Tea Party Has Republicans Running Scared

By Richard McGregor, Financial Times
WATCH LIVE

In the months after Bill Clinton received the same kind of electoral drubbing meted out to Barack Obama in November, he used to measure his political standing by the number of Republicans getting ready to run against him.

Former U.S. President Bill Clinton seen speaking during the inaugural Rural Summit in Washington, DC
Getty Images

By early March in 1994, three senators, a past and serving governor and other conservative activists had already declared that they were seeking the Republican nomination for the 1996 presidential poll, then nearly two years away.

His opponents were multiplying for obvious reasons, according to Taylor Branch’s book, The Clinton Tapes, compiled from interviews in office with the then president.

Mr Clinton’s stock was so low that each challenger saw the Republican nomination as tantamount to winning the election.

If Mr Obama were to use the same barometer as Mr Clinton used midway through his first term, then the US president might feel he is serenely coasting towards victory in the 2012 poll.

Like Mr Clinton, Mr Obama’s Democrats were on the receiving end of a defeat of historic dimensions at the midterm congressional elections. But the field so far arrayed against him is nothing like the one that was rolled out against Mr Clinton.

The array of Republicans clustered at the starting gate and mulling joining the 2012 race are grappling with issues that usually confront putative challengers. They will need to raise a ton of money, for starters.

The Republicans have not forgotten that while Mr Obama offered voters hope and change, he raised so much money that he had double the funds of his opponent, John McCain, to sell his uplifting message.

But the biggest wild card are the party’s new kingmakers, the motley group of enraged conservatives known collectively as the Tea Party.

Back in the 1990s, Mr Clinton told his diarist that senior Republicans were terrified of the party’s base and constantly buckled in front of it, even though they made up only 20 percent of the overall electorate.

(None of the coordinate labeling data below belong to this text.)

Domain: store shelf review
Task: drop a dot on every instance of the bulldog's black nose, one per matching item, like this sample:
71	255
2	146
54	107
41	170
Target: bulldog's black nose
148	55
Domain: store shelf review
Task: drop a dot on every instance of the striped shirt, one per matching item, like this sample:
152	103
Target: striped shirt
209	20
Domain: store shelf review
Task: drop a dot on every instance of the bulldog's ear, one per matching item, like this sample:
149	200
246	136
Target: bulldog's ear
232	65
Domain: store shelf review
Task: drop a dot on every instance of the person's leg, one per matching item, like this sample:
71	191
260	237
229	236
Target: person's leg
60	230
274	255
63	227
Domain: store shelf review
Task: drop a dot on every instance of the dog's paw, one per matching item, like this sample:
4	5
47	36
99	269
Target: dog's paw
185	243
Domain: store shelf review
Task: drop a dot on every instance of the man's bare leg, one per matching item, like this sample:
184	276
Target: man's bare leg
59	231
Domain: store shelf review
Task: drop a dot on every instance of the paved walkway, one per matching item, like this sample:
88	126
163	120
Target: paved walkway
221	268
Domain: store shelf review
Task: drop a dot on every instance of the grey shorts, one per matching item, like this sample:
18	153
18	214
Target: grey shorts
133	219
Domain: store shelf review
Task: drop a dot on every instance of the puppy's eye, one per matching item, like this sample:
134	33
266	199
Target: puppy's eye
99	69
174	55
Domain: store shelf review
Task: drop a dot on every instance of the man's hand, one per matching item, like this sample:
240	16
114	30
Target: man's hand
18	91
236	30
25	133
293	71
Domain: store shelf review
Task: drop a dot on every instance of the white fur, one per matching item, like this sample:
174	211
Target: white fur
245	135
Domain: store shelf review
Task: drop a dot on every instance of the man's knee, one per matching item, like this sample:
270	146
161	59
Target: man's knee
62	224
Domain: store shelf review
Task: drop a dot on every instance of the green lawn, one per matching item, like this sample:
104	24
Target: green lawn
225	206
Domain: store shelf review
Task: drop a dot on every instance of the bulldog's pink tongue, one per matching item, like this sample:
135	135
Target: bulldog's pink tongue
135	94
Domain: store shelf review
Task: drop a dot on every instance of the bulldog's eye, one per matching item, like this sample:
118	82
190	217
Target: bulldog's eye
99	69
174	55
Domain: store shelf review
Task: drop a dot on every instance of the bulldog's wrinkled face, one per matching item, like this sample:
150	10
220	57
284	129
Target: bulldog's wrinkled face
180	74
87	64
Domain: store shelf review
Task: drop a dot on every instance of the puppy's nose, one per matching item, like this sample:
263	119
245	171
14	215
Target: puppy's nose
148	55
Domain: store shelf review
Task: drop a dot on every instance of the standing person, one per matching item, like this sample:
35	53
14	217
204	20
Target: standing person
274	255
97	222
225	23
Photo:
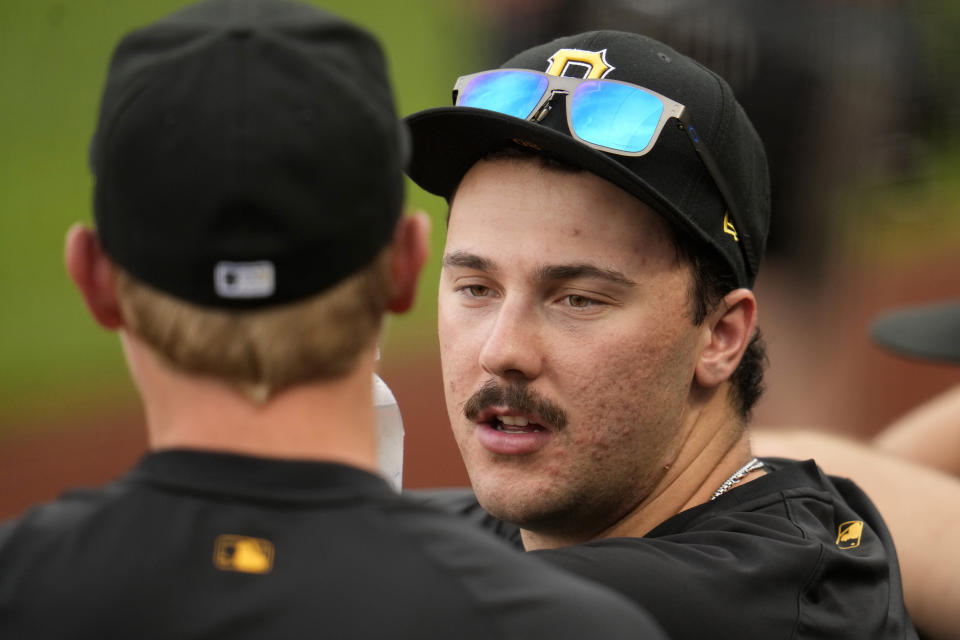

If Republican leaders were scared of the base then, they must be petrified now. The Tea Party had a taste of power before last year’s election, when their activists were pivotal in deciding the winner of numerous Republican primaries.

They show every sign of maintaining the rage they generated last year. Already, they are plotting to replace two senior sitting senators, Richard Lugar of Indiana and Orrin Hatch of Utah.

They also remain militantly opposed to tax increases of any kind to balance the budget and are clamouring to undo Mr Obama’s health reforms. It is no surprise that so few Republicans have so far formally declared that they are running in 2012.

The newly conservative base has changed the calculations for them.

The potential list of candidates is long, including Newt Gingrich, the former House speaker, and five serving or past governors, Mitt Romney (Massachusetts), Tim Pawlenty (Minnesota), Sarah Palin (Alaska), Jon Huntsman (Utah) and Haley Barbour (Mississippi).

But at a gathering of conservative activists in Iowa on the weekend, it was Michele Bachmann, the Tea Party favourite, who generated the most enthusiasm.

Ms Bachmann adopts a hard line against the Obama administration on every front, on the budget, on social issues such as abortion and healthcare, and has charisma to boot.

She is dismissive of the efforts of traditional mainstream Republicans to focus on Mr Obama’s chief weakness, the economy. Conservatism, she insists, is a package which cannot be picked apart.

“Social conservatism is fiscal conservatism,” she told the enthusiastic crowd in Iowa.

The Tea Party’s power means that any potential challenger will have to cut their cloth accordingly to win the Republican nomination.

But what appeals to the narrowing Republican base is likely to turn off large numbers of independent voters and mobilise a higher turnout for the Democrats.

Such a scenario also poses problems for Mr Obama. He is the frontrunner at this early stage but mainly because there is no candidate who has emerged who can compete with him.

Few of Mr Obama’s strategists will be happy that he is favourite, however, merely because all his opponents seem weak.